I know that $m$ is the mass, $g$ is the gravitational acceleration, $v$ is the velocity, and $t$ is the time, but what does $\gamma$ stand for?

• Looks like it has something to do with viscosity. – Ruslan Oct 3 '13 at 9:52
• Comment to the question (v1): A force of the type $\vec{F}=-\gamma \vec{v}$ is known as kinetic friction, damping, or Stokes' drag, depending on the context. – Qmechanic Oct 3 '13 at 10:18

The $\gamma$ here is some coefficient/constant (which has the units $\mathrm{kg\,s^{-1}}$). This formula is saying that the resultant force $F = \mathrm{d}v/\mathrm{d}t$ is equal to the force on the mass from gravity minus some force $\gamma v$ which is dependent on velocity.

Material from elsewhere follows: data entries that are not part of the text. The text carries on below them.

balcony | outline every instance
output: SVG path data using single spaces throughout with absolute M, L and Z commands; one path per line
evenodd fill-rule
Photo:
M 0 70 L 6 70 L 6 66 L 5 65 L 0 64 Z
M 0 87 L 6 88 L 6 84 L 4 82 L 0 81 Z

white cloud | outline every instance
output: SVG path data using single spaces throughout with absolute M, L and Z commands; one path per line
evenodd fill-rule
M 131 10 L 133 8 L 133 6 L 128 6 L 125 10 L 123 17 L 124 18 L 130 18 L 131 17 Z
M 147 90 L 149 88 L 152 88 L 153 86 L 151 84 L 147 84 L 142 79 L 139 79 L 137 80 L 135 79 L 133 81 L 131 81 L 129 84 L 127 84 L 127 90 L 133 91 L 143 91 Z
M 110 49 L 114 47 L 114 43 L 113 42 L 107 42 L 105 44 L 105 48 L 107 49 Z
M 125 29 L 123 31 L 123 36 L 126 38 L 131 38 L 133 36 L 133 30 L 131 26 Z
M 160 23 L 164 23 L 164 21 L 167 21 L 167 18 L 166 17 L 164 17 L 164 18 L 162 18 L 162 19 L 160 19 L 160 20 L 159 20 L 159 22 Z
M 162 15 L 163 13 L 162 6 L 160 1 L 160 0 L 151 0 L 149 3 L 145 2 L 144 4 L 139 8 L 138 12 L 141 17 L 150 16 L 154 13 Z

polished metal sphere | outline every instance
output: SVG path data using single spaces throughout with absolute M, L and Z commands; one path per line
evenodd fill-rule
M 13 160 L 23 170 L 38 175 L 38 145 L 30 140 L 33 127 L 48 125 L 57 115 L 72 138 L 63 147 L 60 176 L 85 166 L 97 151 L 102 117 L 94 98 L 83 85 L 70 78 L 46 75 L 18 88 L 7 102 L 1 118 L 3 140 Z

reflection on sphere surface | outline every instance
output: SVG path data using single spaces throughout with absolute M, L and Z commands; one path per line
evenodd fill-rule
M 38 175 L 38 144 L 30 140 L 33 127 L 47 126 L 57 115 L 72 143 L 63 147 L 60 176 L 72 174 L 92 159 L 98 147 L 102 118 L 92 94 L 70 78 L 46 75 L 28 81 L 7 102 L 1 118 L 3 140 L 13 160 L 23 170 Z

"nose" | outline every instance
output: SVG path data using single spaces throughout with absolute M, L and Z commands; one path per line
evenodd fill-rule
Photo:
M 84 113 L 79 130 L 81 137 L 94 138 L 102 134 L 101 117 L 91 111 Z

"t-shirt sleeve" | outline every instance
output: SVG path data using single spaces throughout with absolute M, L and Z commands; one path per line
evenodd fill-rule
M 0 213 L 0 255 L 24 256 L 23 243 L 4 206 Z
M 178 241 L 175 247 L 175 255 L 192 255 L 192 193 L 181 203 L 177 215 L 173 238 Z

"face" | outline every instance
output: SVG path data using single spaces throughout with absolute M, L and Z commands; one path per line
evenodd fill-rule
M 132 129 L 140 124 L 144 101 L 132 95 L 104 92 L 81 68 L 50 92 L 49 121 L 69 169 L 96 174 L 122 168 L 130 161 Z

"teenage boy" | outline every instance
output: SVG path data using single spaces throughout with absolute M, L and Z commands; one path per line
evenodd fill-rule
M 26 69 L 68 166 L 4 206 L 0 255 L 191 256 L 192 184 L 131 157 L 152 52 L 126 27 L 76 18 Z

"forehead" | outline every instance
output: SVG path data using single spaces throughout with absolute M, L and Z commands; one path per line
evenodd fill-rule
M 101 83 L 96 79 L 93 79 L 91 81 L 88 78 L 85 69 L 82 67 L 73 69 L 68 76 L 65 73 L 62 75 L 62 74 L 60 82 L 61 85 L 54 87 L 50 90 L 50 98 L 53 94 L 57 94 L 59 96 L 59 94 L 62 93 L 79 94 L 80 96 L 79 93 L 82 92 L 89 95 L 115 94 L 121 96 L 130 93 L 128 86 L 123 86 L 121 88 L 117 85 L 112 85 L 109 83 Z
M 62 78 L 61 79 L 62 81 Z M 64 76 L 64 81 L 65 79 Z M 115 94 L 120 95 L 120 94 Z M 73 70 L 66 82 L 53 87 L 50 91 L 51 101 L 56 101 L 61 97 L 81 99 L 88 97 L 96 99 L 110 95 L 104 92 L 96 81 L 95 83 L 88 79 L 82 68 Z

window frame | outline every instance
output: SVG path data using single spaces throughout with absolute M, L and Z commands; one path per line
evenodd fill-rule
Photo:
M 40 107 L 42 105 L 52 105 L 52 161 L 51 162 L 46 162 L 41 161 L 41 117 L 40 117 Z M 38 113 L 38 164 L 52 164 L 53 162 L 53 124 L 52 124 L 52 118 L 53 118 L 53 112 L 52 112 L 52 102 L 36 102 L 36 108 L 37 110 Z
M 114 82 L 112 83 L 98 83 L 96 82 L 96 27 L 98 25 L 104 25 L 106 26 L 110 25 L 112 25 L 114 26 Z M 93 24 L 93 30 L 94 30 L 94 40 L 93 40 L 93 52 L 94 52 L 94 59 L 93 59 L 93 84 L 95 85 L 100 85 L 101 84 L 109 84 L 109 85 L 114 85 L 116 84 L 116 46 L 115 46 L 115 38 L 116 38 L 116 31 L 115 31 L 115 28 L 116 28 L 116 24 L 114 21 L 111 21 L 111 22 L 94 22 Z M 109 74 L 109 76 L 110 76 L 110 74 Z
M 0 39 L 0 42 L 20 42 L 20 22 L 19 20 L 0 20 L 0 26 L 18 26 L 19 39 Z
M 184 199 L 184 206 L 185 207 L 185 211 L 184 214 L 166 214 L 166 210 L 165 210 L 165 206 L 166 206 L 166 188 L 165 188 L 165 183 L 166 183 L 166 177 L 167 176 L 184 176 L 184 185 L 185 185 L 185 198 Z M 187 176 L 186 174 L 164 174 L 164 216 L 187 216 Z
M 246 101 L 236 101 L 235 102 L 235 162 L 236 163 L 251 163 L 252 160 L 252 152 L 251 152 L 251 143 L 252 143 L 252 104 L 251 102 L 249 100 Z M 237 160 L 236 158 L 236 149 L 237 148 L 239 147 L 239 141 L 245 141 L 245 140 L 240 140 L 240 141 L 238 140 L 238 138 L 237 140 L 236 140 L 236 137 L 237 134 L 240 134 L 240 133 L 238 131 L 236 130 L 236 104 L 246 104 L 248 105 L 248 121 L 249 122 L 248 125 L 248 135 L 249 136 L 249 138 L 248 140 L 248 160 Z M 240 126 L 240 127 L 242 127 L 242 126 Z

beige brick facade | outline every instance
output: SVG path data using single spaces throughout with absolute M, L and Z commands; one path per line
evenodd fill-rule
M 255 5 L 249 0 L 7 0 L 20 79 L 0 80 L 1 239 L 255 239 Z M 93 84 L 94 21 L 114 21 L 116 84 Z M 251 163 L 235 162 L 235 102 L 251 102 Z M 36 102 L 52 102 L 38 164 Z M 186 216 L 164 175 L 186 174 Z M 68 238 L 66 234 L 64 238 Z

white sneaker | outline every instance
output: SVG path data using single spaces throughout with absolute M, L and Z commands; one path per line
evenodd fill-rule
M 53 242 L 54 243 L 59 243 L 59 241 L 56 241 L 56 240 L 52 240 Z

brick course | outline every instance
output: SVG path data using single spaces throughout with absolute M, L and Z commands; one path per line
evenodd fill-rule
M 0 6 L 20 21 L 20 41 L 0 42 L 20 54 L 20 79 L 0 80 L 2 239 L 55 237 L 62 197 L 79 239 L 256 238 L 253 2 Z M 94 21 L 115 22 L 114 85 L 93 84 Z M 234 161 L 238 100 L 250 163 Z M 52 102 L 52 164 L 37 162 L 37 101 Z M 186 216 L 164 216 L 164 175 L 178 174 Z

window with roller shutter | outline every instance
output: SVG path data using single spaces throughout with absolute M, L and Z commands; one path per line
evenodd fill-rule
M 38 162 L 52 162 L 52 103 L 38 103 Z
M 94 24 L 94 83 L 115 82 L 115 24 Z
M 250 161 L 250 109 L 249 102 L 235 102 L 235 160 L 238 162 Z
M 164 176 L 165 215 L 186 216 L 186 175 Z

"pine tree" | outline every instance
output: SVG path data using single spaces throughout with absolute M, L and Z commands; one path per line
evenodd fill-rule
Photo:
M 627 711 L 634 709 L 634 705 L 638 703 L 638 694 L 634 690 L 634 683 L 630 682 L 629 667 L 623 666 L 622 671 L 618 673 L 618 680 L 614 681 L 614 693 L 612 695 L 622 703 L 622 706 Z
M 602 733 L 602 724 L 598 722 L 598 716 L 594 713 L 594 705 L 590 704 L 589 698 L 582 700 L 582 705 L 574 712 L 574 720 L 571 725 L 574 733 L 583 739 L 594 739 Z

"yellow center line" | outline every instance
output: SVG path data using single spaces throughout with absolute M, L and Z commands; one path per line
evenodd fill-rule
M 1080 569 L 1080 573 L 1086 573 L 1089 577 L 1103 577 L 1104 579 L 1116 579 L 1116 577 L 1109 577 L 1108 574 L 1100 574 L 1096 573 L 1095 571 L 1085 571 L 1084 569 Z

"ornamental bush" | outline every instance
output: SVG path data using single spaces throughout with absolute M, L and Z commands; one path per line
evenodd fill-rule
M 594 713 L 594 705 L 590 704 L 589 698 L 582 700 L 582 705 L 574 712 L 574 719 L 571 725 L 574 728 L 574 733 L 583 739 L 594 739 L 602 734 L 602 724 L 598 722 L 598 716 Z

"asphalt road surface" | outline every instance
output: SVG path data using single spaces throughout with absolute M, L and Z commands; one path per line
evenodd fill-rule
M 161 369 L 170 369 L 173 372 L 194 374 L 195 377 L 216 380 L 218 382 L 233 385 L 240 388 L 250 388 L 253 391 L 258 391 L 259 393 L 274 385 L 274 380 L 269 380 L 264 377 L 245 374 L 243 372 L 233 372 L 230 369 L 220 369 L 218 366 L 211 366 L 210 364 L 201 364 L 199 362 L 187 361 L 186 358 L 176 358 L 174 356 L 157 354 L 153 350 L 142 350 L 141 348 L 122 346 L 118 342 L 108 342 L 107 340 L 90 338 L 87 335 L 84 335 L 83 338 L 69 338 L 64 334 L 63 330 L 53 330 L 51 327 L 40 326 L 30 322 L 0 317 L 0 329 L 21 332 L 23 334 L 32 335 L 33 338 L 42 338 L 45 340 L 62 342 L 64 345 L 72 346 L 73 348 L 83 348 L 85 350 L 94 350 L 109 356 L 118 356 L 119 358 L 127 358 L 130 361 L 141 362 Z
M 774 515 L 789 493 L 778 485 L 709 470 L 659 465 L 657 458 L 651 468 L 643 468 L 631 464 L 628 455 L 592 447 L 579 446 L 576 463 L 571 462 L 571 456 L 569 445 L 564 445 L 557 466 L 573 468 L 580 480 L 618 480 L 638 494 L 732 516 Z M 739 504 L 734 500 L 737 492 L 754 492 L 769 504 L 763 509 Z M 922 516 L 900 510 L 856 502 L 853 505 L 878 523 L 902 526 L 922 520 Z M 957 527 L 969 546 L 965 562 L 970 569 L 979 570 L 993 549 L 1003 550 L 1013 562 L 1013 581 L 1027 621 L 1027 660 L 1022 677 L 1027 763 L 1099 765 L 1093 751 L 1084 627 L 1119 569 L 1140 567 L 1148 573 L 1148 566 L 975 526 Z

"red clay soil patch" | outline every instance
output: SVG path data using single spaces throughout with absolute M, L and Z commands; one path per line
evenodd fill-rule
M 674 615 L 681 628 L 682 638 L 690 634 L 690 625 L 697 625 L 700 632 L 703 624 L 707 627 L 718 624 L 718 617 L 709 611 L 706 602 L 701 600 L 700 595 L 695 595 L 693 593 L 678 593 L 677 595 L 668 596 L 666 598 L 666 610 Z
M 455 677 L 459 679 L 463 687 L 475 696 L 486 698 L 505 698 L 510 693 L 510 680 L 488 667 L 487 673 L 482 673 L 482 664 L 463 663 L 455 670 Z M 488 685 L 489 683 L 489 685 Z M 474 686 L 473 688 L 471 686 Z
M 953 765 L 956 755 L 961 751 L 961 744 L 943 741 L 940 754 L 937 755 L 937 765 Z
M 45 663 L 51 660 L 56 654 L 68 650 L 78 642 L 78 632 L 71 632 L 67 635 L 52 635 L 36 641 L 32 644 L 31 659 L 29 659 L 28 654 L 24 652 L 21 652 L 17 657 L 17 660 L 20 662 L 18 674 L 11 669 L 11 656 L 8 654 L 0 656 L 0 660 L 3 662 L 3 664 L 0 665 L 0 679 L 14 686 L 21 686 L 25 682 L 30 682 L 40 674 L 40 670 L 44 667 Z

To me, you are right, this does not make too much sense from a Newtonian standpoint (IMO) as this is representing a drag linearly dependent on velocity which is never the case in my experience. It would make more sense if the resistive force was written as $\lambda v^{2}$ (and the units of $\lambda$ amended accordingly for some arbitrary example case), this could then represent an air/fluid resistance where $\lambda$ is some type of 'drag coefficient'.

I hope this helps.

• In Stokes' law, e.g., one has drag force proportional to first power of velocity, not second one. – Ruslan Oct 3 '13 at 9:57
• This is a Newtonian equation taken at face value. A classic introduction to aerodynamic drag for basic Newtonian physics is to use $\lambda v^{2}$ and there is nothing wrong with doing so. This clearly is not an advanced equation and all I am doing it answering the question, not second guessing what the author of the equation was thinking at the time of writing. – MoonKnight Oct 3 '13 at 10:15
• The down vote is non-sense. Tell me the reason. This site makes a mockery of StackExchange. – MoonKnight Oct 9 '13 at 13:27

The general form of Newton's Law for constant mass is

$$m \frac{dv}{dt} = F$$

so in your case, $F = mg - \gamma v$ is the provided force law. In your case your force happens to depend on the velocity; the greater the velocity, the more negative the force, so it is a kind of friction or drag. $\gamma$ is just the proportionality constant between the friction force $F_{fric} = -\gamma v$ and the velocity, just like $k$ is the proportionality constant between the position and the force $F_{spring} = -kx$ for a spring.